The proposed zoning, which has just passed two key committees and seems to have a smooth road ahead, revives one of the Bloomberg administration’s late-term ambitions for the Grand Central neighborhood: to compete with London, Dubai, and Hong Kong. The area already accounts for nearly 10 percent of the city’s tax base, but its growth is blocked by restrictive rules and an accretion of office buildings that have outlived their economic efficiency. The Bloomberg push foundered on objections that it satisfied the desires of developers and occupants of the future high-rise kingdom without doing enough to make life easier for the millions who jam the sidewalks and subways down below. It also placed dozens of architecturally distinguished but unprotected buildings in developers’ sites. The new version tries to balance the capitalist economic imperative to build new and big with the human desire to breathe.
“We are equally focused on the business case for incentivizing higher-quality office space as on the fact that any increase in density has to be offset by improvements in the public realm and in transit,” says Deputy Mayor Alicia Glen.
City Councilmember Daniel Garodnick, who represents the district, and Manhattan Borough President Gale Brewer partnered with the de Blasio administration to tackle the preservation, transportation, public space, and financial issues separately. The Landmarks Preservation Commission made a thorough survey of the area’s architecture and on a single day in 2016 designated a dozen individual landmarks, including the Art Deco Graybar Building, the five-story Martin Erdmann House on East 55th Street, and the Citicorp Building. Just as important, those landmarked buildings will now be able to sell their air rights anywhere in the rezoned district, providing churches and the owners of creaky old buildings with the cash to keep them up.
The rezoning creates a large pot of money to fix up streets and subway stations: Skyscraper developers have to buy into the area by carrying out a laundry list of transit improvements — specifically, more exits and escalators — with a price tag that Garodnick estimates at around $500 million. The de Blasio administration will also kick in $50 million of city money to overhaul streets and plazas. Developers can further boost the height of their towers by buying air rights from landmarked buildings and paying a fee to the city (a minimum of $61.49 per square foot). Those 3.6 million square feet of air rights can be stockpiled into a few hypertall towers or divided up across a larger number of sites, depending on market pressures — and pump about $221 million into public space. The template for this grand bargain is the mini-rezoning that permitted One Vanderbilt and yielded new subway access and a pedestrianized stretch of Vanderbilt Avenue out front. The new deal simultaneously lubricates the passage of money through the universe and the passage of New Yorkers through their streets — in theory, at least.

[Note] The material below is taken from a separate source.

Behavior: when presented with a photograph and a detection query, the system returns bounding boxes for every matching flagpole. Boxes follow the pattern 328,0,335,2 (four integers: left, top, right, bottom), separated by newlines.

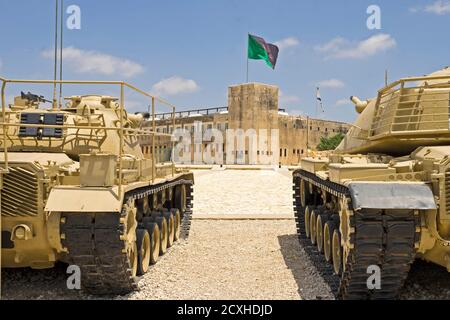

The de Blasio administration — like the Bloomberg administration before it— projects a steadily growing city that keeps attracting residents, creating jobs, and needing new buildings for both. With mammoth office towers rising at Hudson Yards and at the World Trade Center, it may seem like overkill to plan for another round of mutant towers in midtown. But Glen insists that the market is hungry enough to consume all those acres of cubicles and trading floors. She invokes a 2015 study by the city’s economic-development corporation, which predicted that New York would need another 60 million square feet of new office space in the coming decade. Besides, the city is merely priming the market, not ordering up towers. It will take years before the new rules percolate to private developers’ decisions, before backhoes start digging foundations and new shadows fall.
Still, to the legions of New Yorkers who watch the skyline convulse and see their streets lined with walls of glass, that money-fueled future looks potentially troubling. Eventually, daylight will have to find its way down ever steeper and narrower channels before it hits the sidewalk. The Empire State Building will peek through clusters of 21st-century giants. This summer’s subway troubles make it nice to imagine unblocking bottlenecks and letting passengers flow more fluidly up off platforms — but they also make it hard to imagine that those local changes will significantly ease commutes all up and down the line. And as ever-larger crowds converge on the streets around Grand Central, they could well jam the new traffic-free plazas and required corporate spaces, making the heart of Manhattan feel more prosperous, more industrious, and more insanely thronged than ever.